GLISSEMENT DE TERRAIN

- Les faits

Le propriétaire d'un terrain, en forte déclivité, sur lequel il désirait édifier un immeuble, a confié au Bureau d'études techniques OCD ingénierie, assuré auprès de la Mutuelle des architectes français (Maf), des études de béton armé, à la société Socotec, assurée par la SMABTP, une mission de contrôle technique, et à la Société aveyronnaise de travaux (SAT), assurée auprès d'Axa, les travaux de terrassements et VRD. Lui-même était assuré auprès de Groupama pour garantir sa responsabilité de chef de famille, et auprès d'Axa en qualité de maître d'oeuvre de cette opération. Au cours de travaux de terrassement, alors que de fortes pluies en gênaient la progression, d'importantes fissures, conséquences d'un glissement de terrain, sont apparues sur le talus de déblai. Une expertise judiciaire a été ordonnée, puis, il a assigné les divers intervenants à cette opération et leurs assureurs, ainsi que ses propres assureurs, en réparation de son préjudice.

- La décision

La cour d'appel de Montpellier le déboute de sa demande formée contre le contrôleur technique. Elle a retenu que les désordres avaient pour cause essentielle et déterminante le fait qu'il avait ordonné à la société SAT d'exécuter les travaux de terrassement, sans avoir fait procéder au préalable à l'étude de sols qui était indispensable en raison d'une très forte pente, sous peine de s'exposer à un glissement de terrain. Professionnel expérimenté, il n'ignorait rien de l'importance de ce risque. Il avait, d'ailleurs demandé au BET OCD et à l'EEG Simecsol de lui présenter des devis d'étude de sols. Cependant, après avoir pris connaissance des propositions de la Cetec, du 6 octobre 2000, recommandant cette étude géotechnique, il s'était ravisé et avait, en pleine connaissance de ce risque majeur, décidé de faire l'économie financière de ces investigations, ordonnant à la société SAT d'exécuter les travaux, sans vérification préalable de la stabilité du terrain. Rejet du pourvoi du maître d'ouvrage. La cour d'appel, qui n'était pas tenue de procéder à des recherches que ses constatations rendaient inopérantes, et qui a analysé la faute commise par la société SAT, a souverainement fixé la part de responsabilité incombant aux deux parties (80 % pour le maître d'ouvrage).

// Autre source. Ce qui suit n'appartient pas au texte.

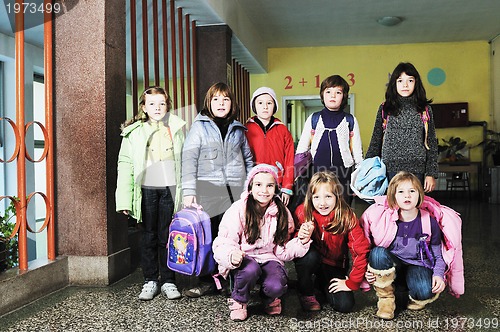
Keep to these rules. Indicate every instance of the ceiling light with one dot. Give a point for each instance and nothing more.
(389, 21)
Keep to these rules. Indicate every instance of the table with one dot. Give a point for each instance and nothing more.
(473, 168)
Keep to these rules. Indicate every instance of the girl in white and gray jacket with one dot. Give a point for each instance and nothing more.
(216, 159)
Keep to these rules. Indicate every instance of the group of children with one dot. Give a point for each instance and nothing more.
(243, 177)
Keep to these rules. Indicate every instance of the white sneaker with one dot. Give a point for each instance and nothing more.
(149, 290)
(170, 291)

(Cass., 3e ch. civile, 27 septembre 2006, n° 981 FS-D ; Patrice L. contre Maf et autres.)

> Commentaire

La société Axa a été amenée à appliquer une réduction proportionnelle de l'indemnité due à son assuré, le propriétaire du terrain, en sa qualité de maître d'oeuvre de l'opération. Pour déterminer l'étendue du risque servant de base au calcul de la prime, la compagnie a retenu comme critère objectif fiable le montant des honoraires déclarés par le souscripteur, qui traduisent l'étendue de sa mission. En déclarant un honoraire représentant seulement 1,7 % du montant hors taxe des travaux pour une mission complète de maîtrise d'oeuvre, alors que le pourcentage moyen qu'il déclare pour l'ensemble de ses chantiers est de 12,75 %, l'assuré a sous-évalué le risque. La cour d'appel a considéré que la position de l'assureur était justifiée.